Train on 1600 samples, validate on 400 samples
Epoch 1/10
Epoch 2/10
Epoch 3/10
Epoch 4/10
Epoch 5/10
Epoch 6/10
Epoch 7/10
Epoch 8/10
Epoch 9/10
Epoch 10/10


In [103]:
autoencoder.summary()

Model: "model_1"
_________________________________________________________________
Layer (type)                 Output Shape              Param #   
input_1 (InputLayer)         (None, 30)                0         
_________________________________________________________________
dense_7 (Dense)              (None, 100)               3100      
_________________________________________________________________
dense_8 (Dense)              (None, 50)                5050      
_________________________________________________________________
dense_9 (Dense)              (None, 50)                2550      
_________________________________________________________________
dense_10 (Dense)             (None, 100)               5100      
_________________________________________________________________
dense_11 (Dense)             (None, 30)                3030      
Total params: 18,830
Trainable params: 18,830
Non-trainable params: 0
_______________________________________________________

## Obtain the Latent Representations
Now, the model is trained.
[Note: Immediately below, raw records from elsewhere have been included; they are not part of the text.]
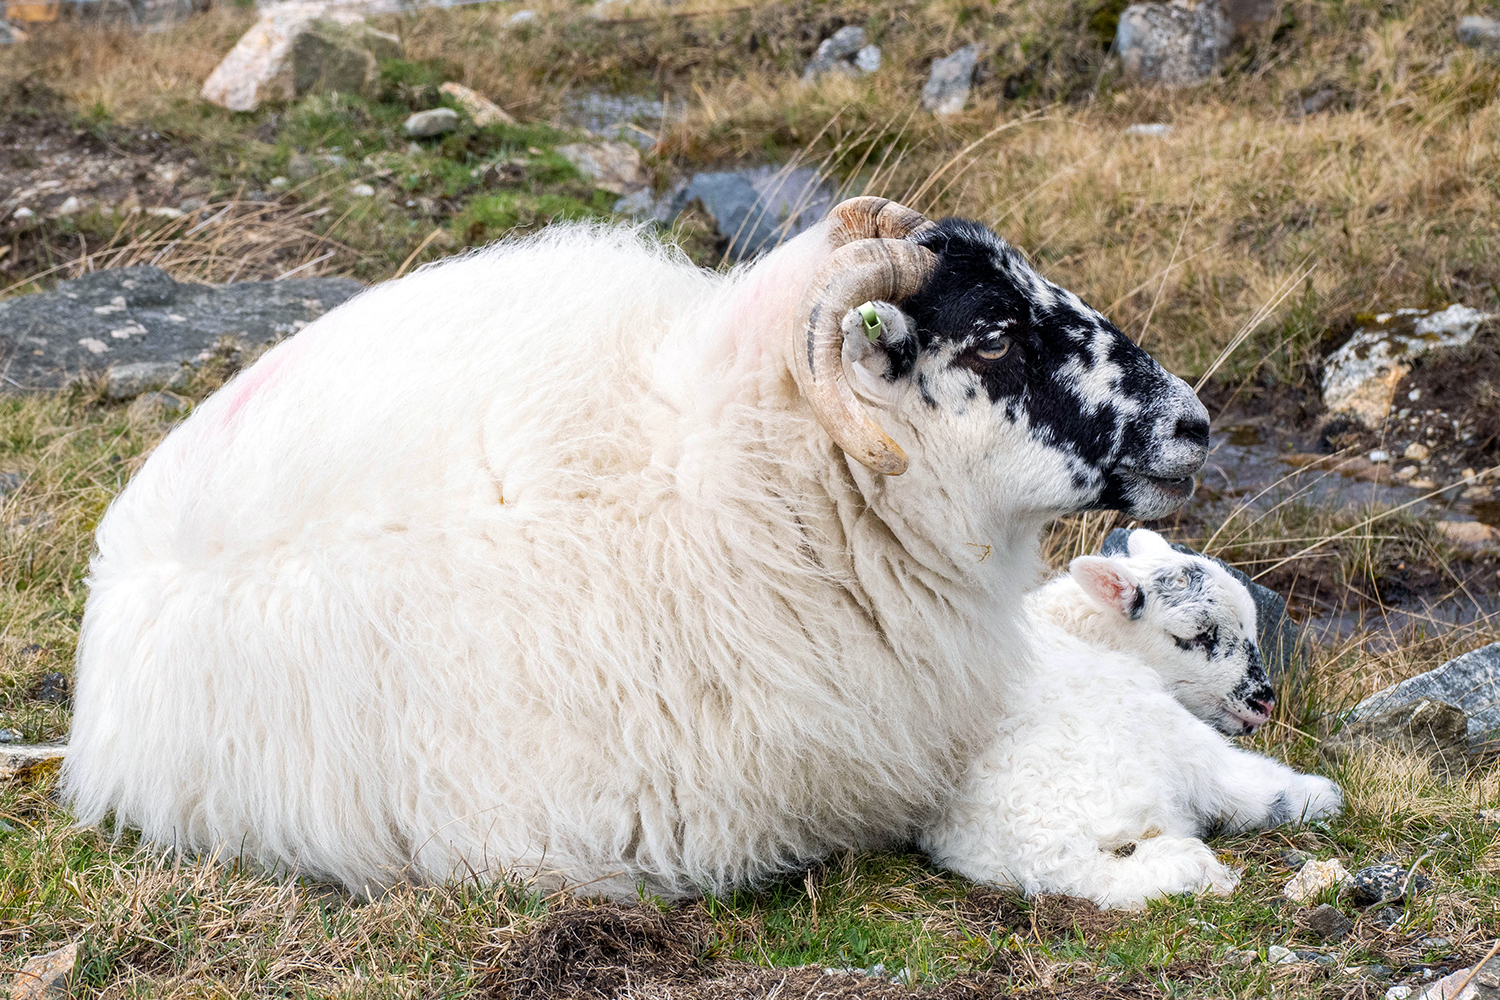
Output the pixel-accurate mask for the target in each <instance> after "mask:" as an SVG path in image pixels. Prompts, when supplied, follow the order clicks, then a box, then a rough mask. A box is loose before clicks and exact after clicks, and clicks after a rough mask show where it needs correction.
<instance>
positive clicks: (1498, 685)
mask: <svg viewBox="0 0 1500 1000" xmlns="http://www.w3.org/2000/svg"><path fill="white" fill-rule="evenodd" d="M1424 699H1425V700H1431V702H1445V703H1448V705H1457V706H1458V708H1461V709H1463V711H1464V712H1466V714H1467V717H1469V724H1467V732H1469V741H1470V744H1475V742H1482V741H1484V739H1487V738H1490V736H1491V735H1493V733H1496V730H1500V643H1490V645H1488V646H1481V648H1479V649H1472V651H1470V652H1466V654H1464V655H1461V657H1455V658H1454V660H1449V661H1448V663H1445V664H1443V666H1442V667H1437V669H1436V670H1428V672H1427V673H1419V675H1416V676H1415V678H1407V679H1406V681H1401V682H1400V684H1394V685H1391V687H1389V688H1385V690H1383V691H1377V693H1376V694H1371V696H1370V697H1367V699H1365V700H1364V702H1361V703H1359V705H1356V706H1355V709H1353V712H1350V718H1355V720H1365V718H1371V717H1374V715H1379V714H1382V712H1389V711H1391V709H1394V708H1398V706H1403V705H1412V703H1413V702H1421V700H1424Z"/></svg>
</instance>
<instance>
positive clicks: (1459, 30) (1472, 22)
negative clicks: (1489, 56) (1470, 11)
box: [1458, 13, 1500, 49]
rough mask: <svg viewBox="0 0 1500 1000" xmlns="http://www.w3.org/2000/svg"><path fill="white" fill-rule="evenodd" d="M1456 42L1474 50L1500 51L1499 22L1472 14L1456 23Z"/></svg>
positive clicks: (1472, 13) (1499, 29)
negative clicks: (1474, 48) (1499, 49)
mask: <svg viewBox="0 0 1500 1000" xmlns="http://www.w3.org/2000/svg"><path fill="white" fill-rule="evenodd" d="M1458 40H1460V42H1463V43H1464V45H1473V46H1475V48H1493V49H1500V21H1496V19H1494V18H1487V16H1481V15H1478V13H1472V15H1469V16H1467V18H1464V19H1463V21H1460V22H1458Z"/></svg>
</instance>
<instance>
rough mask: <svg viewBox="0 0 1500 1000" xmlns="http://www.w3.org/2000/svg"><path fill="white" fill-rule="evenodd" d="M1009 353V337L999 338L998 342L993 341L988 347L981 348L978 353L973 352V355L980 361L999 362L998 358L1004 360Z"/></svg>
mask: <svg viewBox="0 0 1500 1000" xmlns="http://www.w3.org/2000/svg"><path fill="white" fill-rule="evenodd" d="M1010 352H1011V339H1010V337H999V339H998V340H995V342H993V343H990V345H989V346H983V348H980V349H978V351H975V354H978V355H980V360H983V361H999V360H1001V358H1004V357H1005V355H1007V354H1010Z"/></svg>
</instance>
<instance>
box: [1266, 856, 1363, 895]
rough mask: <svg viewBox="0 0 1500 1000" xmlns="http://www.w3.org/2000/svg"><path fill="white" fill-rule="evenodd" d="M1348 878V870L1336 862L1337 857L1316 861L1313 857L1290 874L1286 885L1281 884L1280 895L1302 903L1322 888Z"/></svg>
mask: <svg viewBox="0 0 1500 1000" xmlns="http://www.w3.org/2000/svg"><path fill="white" fill-rule="evenodd" d="M1349 879H1350V876H1349V870H1347V868H1344V865H1341V864H1338V859H1334V861H1317V859H1316V858H1314V859H1313V861H1310V862H1308V864H1305V865H1302V868H1301V870H1299V871H1298V874H1295V876H1292V879H1290V880H1289V882H1287V885H1286V886H1283V889H1281V895H1284V897H1286V898H1289V900H1292V901H1293V903H1302V901H1304V900H1308V898H1311V897H1316V895H1317V894H1319V892H1323V891H1325V889H1332V888H1334V886H1340V885H1344V883H1346V882H1349Z"/></svg>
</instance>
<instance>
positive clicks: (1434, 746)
mask: <svg viewBox="0 0 1500 1000" xmlns="http://www.w3.org/2000/svg"><path fill="white" fill-rule="evenodd" d="M1367 745H1379V747H1391V748H1394V750H1400V751H1404V753H1410V754H1418V756H1421V757H1427V759H1428V760H1431V765H1433V771H1434V772H1436V774H1440V775H1446V777H1452V775H1461V774H1464V772H1466V771H1467V763H1469V717H1467V715H1464V711H1463V709H1461V708H1457V706H1454V705H1448V703H1445V702H1434V700H1430V699H1421V700H1418V702H1409V703H1406V705H1397V706H1395V708H1392V709H1388V711H1385V712H1380V714H1377V715H1370V717H1365V718H1356V720H1353V721H1349V723H1346V724H1344V727H1343V729H1341V730H1338V732H1337V733H1334V735H1332V736H1329V738H1328V739H1325V741H1323V745H1322V747H1320V748H1319V751H1320V753H1322V754H1323V757H1326V759H1329V760H1341V759H1344V757H1347V756H1350V754H1353V753H1356V751H1358V750H1359V748H1361V747H1367Z"/></svg>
We are intereseted in obtaining latent representation of the input learned by the model. This can be accessed by the weights of the trained model. We will create another network containing sequential layers, and we will only add the trained weights till the third layer where latent representation exists. 

In [104]:
autoencoder.layers

[<keras.engine.input_layer.InputLayer at 0x1ea002f1e10>,
 <keras.layers.core.Dense at 0x1ea002f1da0>,
 <keras.layers.core.Dense at 0x1ea002f1128>,
 <keras.layers.core.Dense at 0x1ea00654780>,
 <keras.layers.core.Dense at 0x1ea006529e8>,
 <keras.layers.core.Dense at 0x1ea050666d8>]

In [105]:
hidden_representation = Sequential()
hidden_representation.add(autoencoder.layers[0])
hidden_representation.add(autoencoder.layers[1])
hidden_representation.add(autoencoder.layers[2])

In [106]:
norm_hid_rep = hidden_representation.predict(x_norm[:3000])
fraud_hid_rep = hidden_representation.predict(x_fraud)

## Visualize  T-SNE the latent representations : Fraud Vs Non Fraud
We will create a training dataset using the latent representations obtained and let's visualize the nature of fraud vs non-fraud cases. 

In [107]:
rep_x = np.append(norm_hid_rep, fraud_hid_rep, axis = 0)
y_n = np.zeros(norm_hid_rep.shape[0])
y_f = np.ones(fraud_hid_rep.shape[0])
rep_y = np.append(y_n, y_f)
tsne_plot(rep_x, rep_y)

Perfect graph, we can observe that now fraud and non-fraud transactions are pretty visibile and are linearly separable.